On 9/19/05, Stuart Cook <[EMAIL PROTECTED]> wrote:
> On 19/09/05, Luke Palmer <[EMAIL PROTECTED]> wrote:
> > Part 1: fmap
> >
> > I have a plan for the $x »+« $y form (and also foo(»$x«, »$y«, »$z«)),
> > but I don't want to go into that right now.  It basically involves
> > zipping the structures up into tuples and applying the function to the
> > tuples.
> Does this mean that 'unary' (one-side) hyper would be
> structure-preserving, but 'binary' (two-side) hyper would not? Or
> would you take the final list of tuples and re-build a structure?
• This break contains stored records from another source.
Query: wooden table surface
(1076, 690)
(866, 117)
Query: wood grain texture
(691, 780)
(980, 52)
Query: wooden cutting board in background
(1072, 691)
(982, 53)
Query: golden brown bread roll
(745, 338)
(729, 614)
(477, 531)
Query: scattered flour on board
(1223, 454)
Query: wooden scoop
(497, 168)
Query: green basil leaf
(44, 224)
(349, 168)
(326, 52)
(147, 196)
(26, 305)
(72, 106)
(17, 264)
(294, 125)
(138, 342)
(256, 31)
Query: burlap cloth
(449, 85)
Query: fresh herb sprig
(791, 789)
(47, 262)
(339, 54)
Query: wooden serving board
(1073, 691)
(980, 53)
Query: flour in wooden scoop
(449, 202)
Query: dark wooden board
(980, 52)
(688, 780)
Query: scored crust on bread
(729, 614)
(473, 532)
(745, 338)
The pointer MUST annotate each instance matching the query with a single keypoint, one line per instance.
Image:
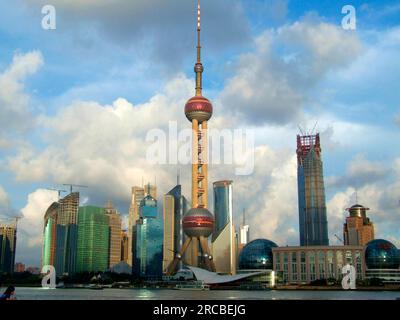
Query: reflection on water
(160, 294)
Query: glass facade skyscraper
(148, 258)
(223, 242)
(60, 234)
(313, 222)
(8, 241)
(149, 248)
(175, 207)
(93, 240)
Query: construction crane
(58, 190)
(337, 237)
(15, 219)
(74, 185)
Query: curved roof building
(257, 255)
(381, 254)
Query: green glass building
(93, 240)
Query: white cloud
(272, 84)
(15, 112)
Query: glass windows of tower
(358, 264)
(339, 264)
(294, 266)
(303, 270)
(331, 270)
(285, 267)
(321, 264)
(311, 261)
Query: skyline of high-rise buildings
(93, 242)
(115, 226)
(175, 206)
(148, 250)
(8, 243)
(138, 194)
(313, 223)
(358, 230)
(223, 241)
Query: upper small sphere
(198, 222)
(198, 108)
(381, 254)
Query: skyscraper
(124, 246)
(66, 234)
(244, 233)
(223, 242)
(114, 222)
(175, 206)
(93, 240)
(8, 242)
(50, 235)
(358, 230)
(198, 222)
(148, 230)
(311, 192)
(137, 196)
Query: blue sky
(298, 64)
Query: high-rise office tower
(358, 230)
(175, 206)
(148, 254)
(223, 242)
(67, 233)
(198, 222)
(50, 235)
(244, 233)
(93, 240)
(311, 192)
(114, 222)
(137, 196)
(8, 242)
(124, 246)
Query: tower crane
(58, 190)
(337, 237)
(74, 185)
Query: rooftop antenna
(301, 131)
(315, 125)
(74, 185)
(178, 178)
(58, 191)
(199, 66)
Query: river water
(166, 294)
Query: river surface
(166, 294)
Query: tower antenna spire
(198, 68)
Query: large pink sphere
(198, 108)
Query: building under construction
(313, 222)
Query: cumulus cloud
(360, 172)
(103, 146)
(270, 85)
(15, 111)
(159, 25)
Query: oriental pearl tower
(198, 222)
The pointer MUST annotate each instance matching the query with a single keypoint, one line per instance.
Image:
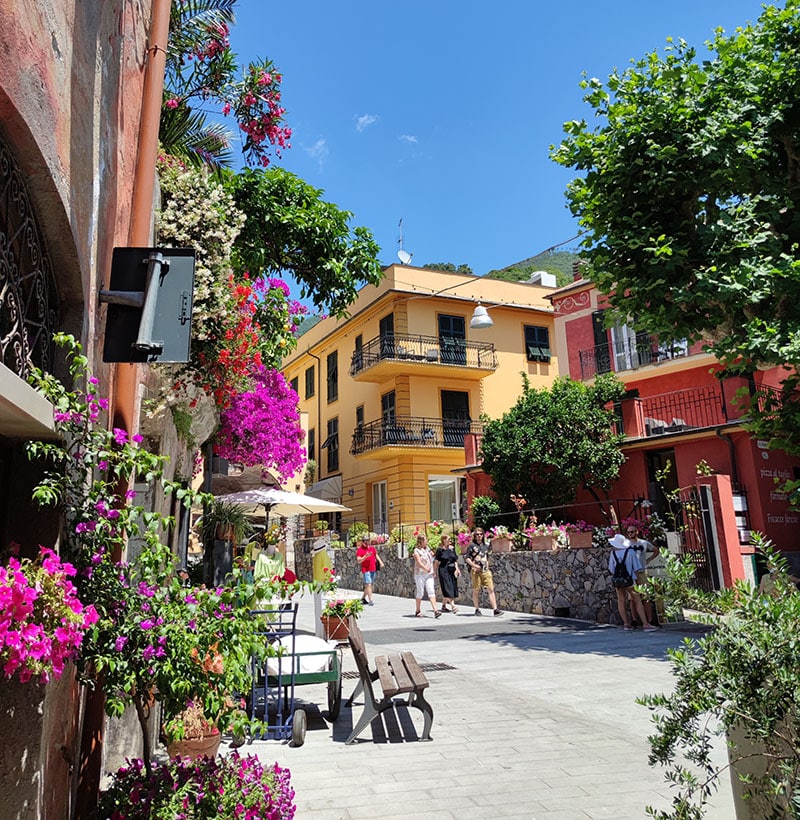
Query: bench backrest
(356, 640)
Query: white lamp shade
(480, 318)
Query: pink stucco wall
(70, 98)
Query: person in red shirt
(369, 561)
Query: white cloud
(318, 151)
(365, 120)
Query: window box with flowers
(500, 539)
(546, 537)
(335, 616)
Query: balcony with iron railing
(628, 354)
(412, 431)
(381, 356)
(680, 411)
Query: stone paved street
(533, 718)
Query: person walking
(647, 552)
(368, 561)
(623, 564)
(423, 576)
(478, 562)
(446, 567)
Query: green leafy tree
(689, 193)
(551, 442)
(740, 681)
(289, 227)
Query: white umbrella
(283, 503)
Well, I've written up the details in a 40 line Haskell program to make
sure it worked.  I think I deleted the program, though.
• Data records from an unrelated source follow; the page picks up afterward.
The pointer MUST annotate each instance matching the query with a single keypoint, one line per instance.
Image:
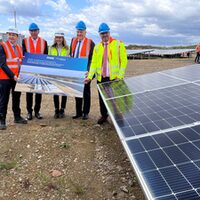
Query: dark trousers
(5, 87)
(29, 102)
(83, 104)
(56, 102)
(103, 109)
(197, 57)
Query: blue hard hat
(81, 25)
(33, 26)
(103, 28)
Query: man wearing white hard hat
(37, 45)
(109, 63)
(59, 48)
(10, 61)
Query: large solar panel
(138, 51)
(170, 51)
(157, 117)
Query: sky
(142, 22)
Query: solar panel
(138, 51)
(157, 117)
(170, 51)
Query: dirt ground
(90, 158)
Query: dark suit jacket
(92, 44)
(25, 50)
(3, 65)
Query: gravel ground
(70, 159)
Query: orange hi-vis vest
(85, 50)
(198, 48)
(40, 47)
(13, 61)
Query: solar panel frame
(125, 139)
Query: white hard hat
(59, 34)
(12, 30)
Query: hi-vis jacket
(12, 60)
(117, 59)
(85, 50)
(54, 52)
(40, 47)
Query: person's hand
(86, 74)
(15, 78)
(87, 80)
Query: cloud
(132, 21)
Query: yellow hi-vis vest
(54, 52)
(117, 59)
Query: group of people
(107, 61)
(197, 58)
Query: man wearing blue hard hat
(109, 62)
(36, 45)
(10, 62)
(82, 47)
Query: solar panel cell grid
(161, 130)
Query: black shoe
(56, 115)
(62, 113)
(29, 116)
(2, 124)
(76, 116)
(85, 117)
(20, 120)
(38, 116)
(102, 120)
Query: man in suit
(10, 61)
(109, 62)
(82, 47)
(36, 45)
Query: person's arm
(90, 55)
(23, 47)
(93, 65)
(70, 49)
(46, 48)
(3, 65)
(122, 60)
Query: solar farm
(144, 152)
(157, 119)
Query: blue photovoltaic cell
(190, 150)
(188, 195)
(175, 179)
(135, 146)
(149, 143)
(171, 154)
(160, 159)
(176, 137)
(158, 115)
(153, 178)
(162, 140)
(191, 73)
(144, 162)
(176, 155)
(150, 112)
(192, 173)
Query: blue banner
(47, 74)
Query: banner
(47, 74)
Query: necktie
(105, 60)
(16, 53)
(77, 52)
(15, 50)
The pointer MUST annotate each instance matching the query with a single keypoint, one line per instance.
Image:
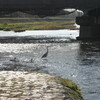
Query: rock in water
(36, 86)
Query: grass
(36, 25)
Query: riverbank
(36, 86)
(42, 25)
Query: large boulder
(36, 86)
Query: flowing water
(76, 60)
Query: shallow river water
(76, 60)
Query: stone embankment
(36, 86)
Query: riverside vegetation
(37, 25)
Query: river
(67, 58)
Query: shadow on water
(89, 53)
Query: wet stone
(30, 86)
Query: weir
(89, 22)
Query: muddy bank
(36, 86)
The basic idea is that, alongside Functor, you have a Zippable theory
which defines:

    theory Zippable[::T] {
        multi zip (T[::A], T[::B] --> T[:(::A, ::B)]) {...}

Where that last coloney madness is a yet-to-be-proposed tuple type
(but tuples can be emulated if they are not in the core language, so
it's no biggie).  That is, zip takes two structures and figures out
how to combine them in a reasonable way into pairs of values.  So:

    zip([1,2,[3,4]], [["a","b"], "c", "d"])


    [[:(1,"a"), :(1,"b")], :(2,"c"), [:(3,"d"), :(4,"d")]]

In order to be consistent with the specced semantics.  In order to
keep with the specced semantics of junctions, you'll probably see:

    zip(1|2, 3&4)


    (:(1,3) & :(1,4)) | (:(2,3) & :(2,4))

So it's really up to the zippable functor itself to figure out the
best way to zip.  After the structures are zipped up, you fmap the
binary function on each of the tuples, resulting in a reasonable
functor structure again.

Hmmm, that should probably be fzip or something.